Hengye Technology evaluates material compatibility against client-specific influent chemistry before recommending packing specifications — a step that prevents premature material degradation in aggressive industrial environments such as leather tannery and garment factory wastewater treatment systems.
The decision between fixed and suspended biological packing configurations fundamentally shapes reactor hydraulics, biofilm thickness control, and maintenance requirements. Both approaches have well-established applications across industrial wastewater treatment, but their suitability diverges significantly based on influent characteristics and treatment objectives.
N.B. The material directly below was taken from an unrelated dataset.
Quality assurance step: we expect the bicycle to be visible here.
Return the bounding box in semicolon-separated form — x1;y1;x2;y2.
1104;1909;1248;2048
| Parameter | Fixed Packing (Submerged / Trickling) | Suspended Carriers (MBBR / IFAS) |
|---|---|---|
| Biofilm control | Passive — backwash or air scour required | Self-regulating via carrier-to-carrier abrasion |
| Clogging risk | Moderate to high in high-SS effluents | Low — open flow path maintained |
| Retrofit suitability | Requires basin modification | High — can be added to existing aeration tanks |
| Biomass concentration | High within bed — risk of anaerobic zones | Moderate — well-distributed, aerobic throughout |
| Ideal application | Relatively stable, lower-SS effluents | Variable-load, high-SS industrial wastewater |
For industrial facilities with fluctuating production schedules — such as paper mills and chemical plants where hydraulic and organic loading varies significantly between shifts — suspended carrier systems generally offer superior operational resilience due to their inherent load-buffering capacity and lower clogging risk.
Successful biofilm establishment on Biological Packing Material requires careful management during the reactor startup phase — a period that determines how quickly the system reaches stable treatment performance and how resilient the established biofilm community will be to subsequent loading shocks.
Startup typically proceeds through three identifiable stages. During the attachment phase (days 1–7), pioneer microbial species colonize packing surfaces; maintaining low hydraulic loading and avoiding disinfectant carryover from upstream processes is critical during this window. The growth phase (days 7–21) sees rapid biomass accumulation as the biofilm community diversifies; gradual increases in organic loading — targeting no more than a 10–15% daily increase in BOD volumetric load — prevent overgrowth and sloughing events that can carry biomass into downstream clarification. By the maturation phase (day 21 onward), biofilm thickness stabilizes and treatment efficiency reaches design targets.
Long-term maintenance priorities include periodic inspection for media attrition or cracking in fixed packing systems, monitoring fill fraction in MBBR applications to confirm carriers remain within the design operating window (typically 30–67% fill), and preventing toxic shock events from upstream process chemical spills — a particular risk in chemical manufacturing and printing industry treatment systems. Yixing Hengye Environmental Protection Technology supports clients through both the startup commissioning period and long-term operational optimization, ensuring biofilm systems deliver consistent compliance performance across the full range of industrial wastewater applications they serve.